Perform the sentiment analysis. Julia already solved this problem for me.
Visualize the results. Julia mostly solved this problem for me.
Here’s how I went about addressing these tasks:
To get the lyrics I wanted, the best source seemed pretty obvious to me: the website Genius (formerly Rap Genius). If you haven’t browsed Genius, you should. It’s essentially a wiki-type site dedicated to song lyrics. Contributors both transcribe the lyrics and annotate them for meaning. For my purposes, I just needed to get the lyrics out of the webpages and into R, preferably for whole albums at once. To do this, I used the R package rvest
. It was my first time working with it, but it helped me scrape lyrics off the web quickly and easily. I wrote a few R functions that allowed me to simply input the Genius page of the album I was interested in and process the entire album’s worth of lyrics.
For the sentiment analysis, I just followed Julia’s lead. Major disclaimer: I know very little about sentiment analysis. My basic understanding is that it’s used to quantify the subjective feeling in a text. Julia has a nice comparison of metrics that might be used to compute sentiment scores. She settled on the bing
method from the package syuzhet
since it did not seem to be directionally biased or overly variable. Good enough for her, good enough for me.
Again, I followed Julia’s example here. I thought her visuals using ggplot2
looked really nice, so I just modified her code slightly. Whereas Julia was analyzing novel-length texts, my texts had clear dividing points since an album is made up of discrete tracks. Thus, I added some visual elements to the plots to help distinguish between tracks within an album.

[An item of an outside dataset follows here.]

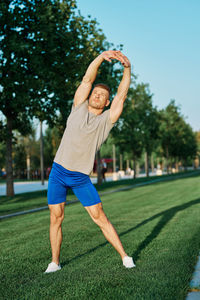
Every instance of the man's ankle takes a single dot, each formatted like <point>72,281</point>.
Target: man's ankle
<point>55,261</point>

This entire analysis can be done with surprisingly few R packages. To summarize, I’m using dplyr
for general data manipulation, rvest
for web scraping, stringr
for manipulation of lyrics once I get them into R, syuzhet
to conduct the sentiment analysis, and ggplot2
and png
to create the plots. If you want to know more than that, check out all the code on the GitHub repository.

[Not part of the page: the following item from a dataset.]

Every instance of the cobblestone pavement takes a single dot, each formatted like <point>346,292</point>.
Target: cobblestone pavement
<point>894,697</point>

Ok, let’s see some results! But first, one revelation: I lied. This project is not just about Kanye. I wanted to “ground truth” the sentiment analysis method with some other popular hip hop albums (and just because I was interested). The first album that came to mind was Kendrick Lamar’s To Pimp A Butterfly (TPAB), so that’s what I did first:
The resulting sentiment plot is very similar to what Julia produced in her analyses, except I’ve used vertical dotted lines to delineate tracks within an album. I also plotted positive sentiments in green and negative sentiments in red just to make the difference more obvious. I think this is also a good time to mention that I really have no idea how well this bing
sentiment method may or may not be doing in analyzing a hip hop album. The Genius user community certainly does a very thorough job of transcribing lyrics accurately, but I would imagine that much of the content of these albums is quite unusual for such an analysis. To give you an idea, here are a few bars from my personal favorite on TPAB, “Momma”:
## [1] "I know everything"
## [2] "I know everything, know myself"
## [3] "I know morality, spirituality, good and bad health"
## [4] "I know fatality might haunt you"
## [5] "I know everything, I know Compton"

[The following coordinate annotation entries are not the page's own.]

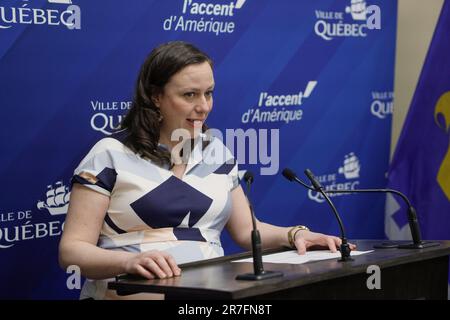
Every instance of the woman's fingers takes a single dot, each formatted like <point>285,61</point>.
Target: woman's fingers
<point>154,268</point>
<point>144,272</point>
<point>331,244</point>
<point>172,264</point>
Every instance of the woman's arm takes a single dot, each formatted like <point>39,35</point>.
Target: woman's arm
<point>240,226</point>
<point>78,244</point>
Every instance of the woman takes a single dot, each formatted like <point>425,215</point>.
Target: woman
<point>138,208</point>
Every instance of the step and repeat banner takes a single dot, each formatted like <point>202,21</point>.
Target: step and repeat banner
<point>305,84</point>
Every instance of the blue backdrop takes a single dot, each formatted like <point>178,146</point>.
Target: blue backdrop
<point>319,71</point>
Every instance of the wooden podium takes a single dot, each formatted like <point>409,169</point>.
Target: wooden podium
<point>405,274</point>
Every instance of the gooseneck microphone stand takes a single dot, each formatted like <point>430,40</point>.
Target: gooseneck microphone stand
<point>344,248</point>
<point>414,226</point>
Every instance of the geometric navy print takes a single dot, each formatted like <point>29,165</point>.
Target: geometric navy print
<point>190,234</point>
<point>169,203</point>
<point>226,167</point>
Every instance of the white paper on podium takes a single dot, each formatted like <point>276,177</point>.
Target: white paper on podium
<point>294,258</point>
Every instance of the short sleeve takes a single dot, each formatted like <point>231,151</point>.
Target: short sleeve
<point>227,163</point>
<point>97,171</point>
<point>234,176</point>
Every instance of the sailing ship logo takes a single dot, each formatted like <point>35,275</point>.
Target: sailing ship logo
<point>57,200</point>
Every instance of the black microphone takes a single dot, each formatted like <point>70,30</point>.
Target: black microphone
<point>414,226</point>
<point>258,268</point>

## [6] "I know street shit, I know shit that's conscious"
## [7] "I know everything, I know lawyers, advertisement and sponsors"
## [8] "I know wisdom, I know bad religion, I know good karma"
If you’ve heard any of the albums I’ll be analyzing, you know it gets a lot more colorful than that. So while these sentiment analysis methods are capable of giving us “answers”, I’d take everything with a grain of salt.
For this album, I think the analysis confirms what many listeners would intuit: the general mood is pretty negative. The tracks with the most negative scores include “King Kunta,” “u,” “Hood Politics,” and “The Blacker The Berry.” These tracks highlight one of the interesting things about sentiment analysis applied to music lyrics: sometimes tracks that are musically dark also have negative lyrics, but not always. For example, “u” is a pretty devastating reflection on (a lack of) self-worth. I would expect it to have a strongly negative sentiment, which it does. And the music matches this content: it sounds like a negative song. In contrast, “Hood Politics” is decidedly more upbeat musically yet has a negative lyrical sentiment according to the metrics. So keep that potential tension between music and lyrics in mind.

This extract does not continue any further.